Menurut Winengan, pro kontra yang terjadi belakangan ini menjadi sinyal kuat bahwa ada yang salah dalam tatanan implementasi MBG.
Demonstrasi yang terjadi baru-baru ini menurutnya justru digerakkan oleh para pengusaha atau "cukong" pemilik SPPG. Bukan oleh masyarakat yang benar-benar membutuhkan.
Baca Juga: Pendukung MBG di NTB Serukan Tata Kelola BGN yang Transparan
Ia juga mengkritik keras adanya tuntutan agar anak-anak sekolah diliburkan demi kelancaran pembagian makanan gratis ini. Menurutnya, tindakan tersebut sangat tidak masuk akal.
"Apalagi menuntut anak sekolah diliburkan untuk mengambil makanan di sekolah, itu tindakan konyol namanya. Seharusnya kalau mau, antarkan langsung ke rumah-rumah warga," cetusnya.
Tak hanya mengkritik teknis pembagian, Wakil Ketua Pengurus Wilayah Nahdlatul Ulama (PWNU) NTB ini juga mengeluarkan imbauan tegas kepada organisasi keagamaan seperti Majelis Ulama Indonesia (MUI) dan NU.
Ia meminta lembaga-lembaga tersebut untuk menarik diri dan tidak ikut serta mengelola proyek MBG atas nama organisasi, demi menjaga netralitas dan fungsi mereka sebagai wadah pengaduan umat.
"Boleh pondok pesantren membangun MBG, silakan. Tetapi jangan mengklaim bahwa ini adalah NU atau MUI. Supaya ada tempat umat mengadu dan mengeluh.
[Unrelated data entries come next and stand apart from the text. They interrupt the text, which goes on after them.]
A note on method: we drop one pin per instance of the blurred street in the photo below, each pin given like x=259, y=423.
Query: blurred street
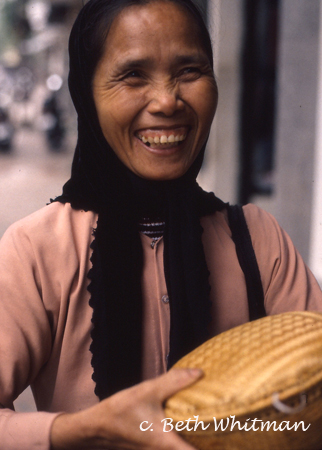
x=31, y=174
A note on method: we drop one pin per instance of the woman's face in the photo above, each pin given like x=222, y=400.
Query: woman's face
x=154, y=90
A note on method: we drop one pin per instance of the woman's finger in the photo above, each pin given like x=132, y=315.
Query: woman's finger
x=175, y=380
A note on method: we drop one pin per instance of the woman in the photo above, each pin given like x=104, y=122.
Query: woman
x=86, y=272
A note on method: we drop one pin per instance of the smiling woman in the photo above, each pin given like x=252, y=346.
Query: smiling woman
x=134, y=265
x=148, y=96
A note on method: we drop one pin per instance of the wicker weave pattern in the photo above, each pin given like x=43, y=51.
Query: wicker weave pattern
x=243, y=368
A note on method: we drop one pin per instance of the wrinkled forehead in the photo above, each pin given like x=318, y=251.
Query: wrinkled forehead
x=159, y=27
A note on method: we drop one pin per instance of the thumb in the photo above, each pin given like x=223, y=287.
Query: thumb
x=175, y=380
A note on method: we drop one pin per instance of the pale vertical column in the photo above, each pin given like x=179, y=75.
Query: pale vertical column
x=220, y=173
x=315, y=256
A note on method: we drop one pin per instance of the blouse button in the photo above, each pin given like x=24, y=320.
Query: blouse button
x=165, y=299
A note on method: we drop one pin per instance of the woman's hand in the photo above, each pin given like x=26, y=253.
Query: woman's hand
x=115, y=422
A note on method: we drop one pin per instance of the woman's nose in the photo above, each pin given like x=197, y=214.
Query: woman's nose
x=165, y=100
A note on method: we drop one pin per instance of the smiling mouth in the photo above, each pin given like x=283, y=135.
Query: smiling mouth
x=162, y=139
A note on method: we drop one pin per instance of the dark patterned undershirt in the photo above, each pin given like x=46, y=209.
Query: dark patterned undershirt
x=153, y=228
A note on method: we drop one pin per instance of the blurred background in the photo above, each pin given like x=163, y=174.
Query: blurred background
x=265, y=145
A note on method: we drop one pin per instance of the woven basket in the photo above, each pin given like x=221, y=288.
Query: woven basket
x=261, y=370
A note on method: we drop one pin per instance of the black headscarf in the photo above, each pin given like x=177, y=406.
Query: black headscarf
x=100, y=182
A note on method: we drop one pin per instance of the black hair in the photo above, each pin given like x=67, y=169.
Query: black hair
x=100, y=15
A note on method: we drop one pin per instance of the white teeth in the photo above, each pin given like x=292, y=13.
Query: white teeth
x=162, y=139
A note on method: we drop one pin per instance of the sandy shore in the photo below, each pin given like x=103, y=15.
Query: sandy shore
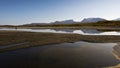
x=40, y=39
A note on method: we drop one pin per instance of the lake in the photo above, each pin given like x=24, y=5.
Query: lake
x=65, y=55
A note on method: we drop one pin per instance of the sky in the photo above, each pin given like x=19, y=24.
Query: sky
x=17, y=12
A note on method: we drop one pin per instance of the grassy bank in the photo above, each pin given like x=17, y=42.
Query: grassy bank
x=40, y=39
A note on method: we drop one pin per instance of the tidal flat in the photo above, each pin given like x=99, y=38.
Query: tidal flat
x=22, y=39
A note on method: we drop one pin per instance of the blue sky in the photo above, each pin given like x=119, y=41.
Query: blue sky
x=45, y=11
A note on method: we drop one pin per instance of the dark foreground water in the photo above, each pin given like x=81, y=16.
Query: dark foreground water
x=66, y=55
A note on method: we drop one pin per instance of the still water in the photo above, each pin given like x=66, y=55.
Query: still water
x=65, y=55
x=73, y=31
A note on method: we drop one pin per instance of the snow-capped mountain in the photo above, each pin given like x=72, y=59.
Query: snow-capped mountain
x=88, y=20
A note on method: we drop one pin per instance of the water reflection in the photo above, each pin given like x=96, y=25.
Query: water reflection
x=73, y=31
x=66, y=55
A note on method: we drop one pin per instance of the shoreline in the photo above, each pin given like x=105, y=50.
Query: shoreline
x=41, y=39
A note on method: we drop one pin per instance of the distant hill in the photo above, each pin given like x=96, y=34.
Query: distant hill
x=118, y=19
x=64, y=22
x=88, y=20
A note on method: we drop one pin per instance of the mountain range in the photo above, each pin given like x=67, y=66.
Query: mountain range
x=71, y=21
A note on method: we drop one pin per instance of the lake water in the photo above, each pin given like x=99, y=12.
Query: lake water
x=73, y=31
x=66, y=55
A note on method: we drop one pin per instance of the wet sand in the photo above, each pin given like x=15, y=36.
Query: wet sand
x=41, y=39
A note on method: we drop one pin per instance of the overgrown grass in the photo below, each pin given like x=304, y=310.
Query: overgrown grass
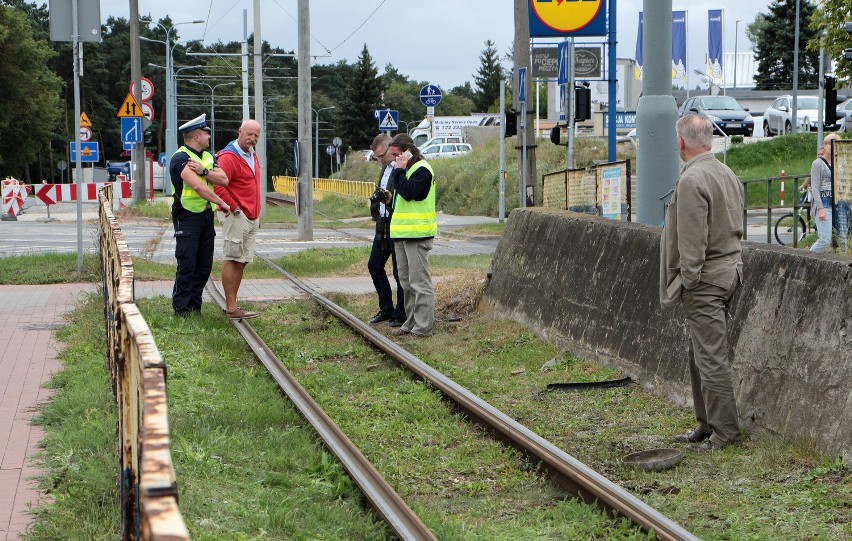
x=159, y=209
x=247, y=465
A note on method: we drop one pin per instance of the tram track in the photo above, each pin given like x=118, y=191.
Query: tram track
x=578, y=478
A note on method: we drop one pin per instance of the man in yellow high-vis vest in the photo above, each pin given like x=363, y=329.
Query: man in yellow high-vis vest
x=194, y=171
x=414, y=225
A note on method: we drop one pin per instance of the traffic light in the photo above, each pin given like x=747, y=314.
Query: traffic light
x=830, y=100
x=555, y=134
x=582, y=103
x=511, y=117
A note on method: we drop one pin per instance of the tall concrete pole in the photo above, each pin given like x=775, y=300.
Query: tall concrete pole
x=244, y=50
x=526, y=138
x=794, y=116
x=78, y=165
x=656, y=115
x=136, y=75
x=305, y=188
x=502, y=181
x=260, y=148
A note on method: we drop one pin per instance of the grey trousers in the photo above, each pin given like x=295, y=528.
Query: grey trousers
x=413, y=265
x=706, y=308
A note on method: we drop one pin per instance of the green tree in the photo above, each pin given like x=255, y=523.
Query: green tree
x=362, y=96
x=773, y=37
x=29, y=104
x=829, y=20
x=488, y=78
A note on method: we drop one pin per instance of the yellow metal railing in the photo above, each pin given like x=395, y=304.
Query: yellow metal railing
x=324, y=187
x=149, y=497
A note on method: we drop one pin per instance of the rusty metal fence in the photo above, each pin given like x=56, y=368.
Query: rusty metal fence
x=325, y=186
x=149, y=497
x=601, y=189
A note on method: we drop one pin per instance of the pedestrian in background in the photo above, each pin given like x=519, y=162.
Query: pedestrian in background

Kalau MUI dan NU ikut ambil jatah MBG, ke mana lagi rakyat mau mengadu untuk meminta fatwa?" tegasnya.
Lebih lanjut, Winengan menyarankan agar skema MBG diubah menjadi bantuan uang tunai.
Ia memberikan simulasi sederhana, jika satu keluarga memiliki dua anak yang menerima bantuan MBG, jika dalam bentuk uang tunai menjadi Rp 30.000 per hari.
Baca Juga: Tegas! Gubernur Iqbal Ancam Tutup SPPG yang Cari Untung Berlebih Dari Program MBG
Perputaran ekonomi di tingkat rumah tangga akan jauh lebih efektif dan tepat sasaran. "Uang Rp 30.000 itu bisa beli beras Bulog Rp11.000, semangka atau pepaya Rp 5.000, sisanya bisa buat beli telur dan sayur. Itu bisa dikonsumsi oleh satu rumah tangga dan jauh lebih bermanfaat," urainya.
Winengan menegaskan bahwa pada dasarnya niat Presiden RI sangat baik untuk memeratakan kesejahteraan. Namun, evaluasi dari Presiden sangat diperlukan agar program ini tidak sia-sia dan tepat sasaran.
Terpisah, Korwil BGN Lombok Barat Gusti Ayu Kade Diastini menyebut MBG saat ini diliburkan selama libur sekolah. Meskipun banyak pemilik SPPG yang mendesak agar MBG tetap disalurkan selama liburan, namun kebijakan BGN pusat MBG sementara diliburkan.
"Iya betul, semua SPPG juga libur di Lombok Barat," jawabnya singkat.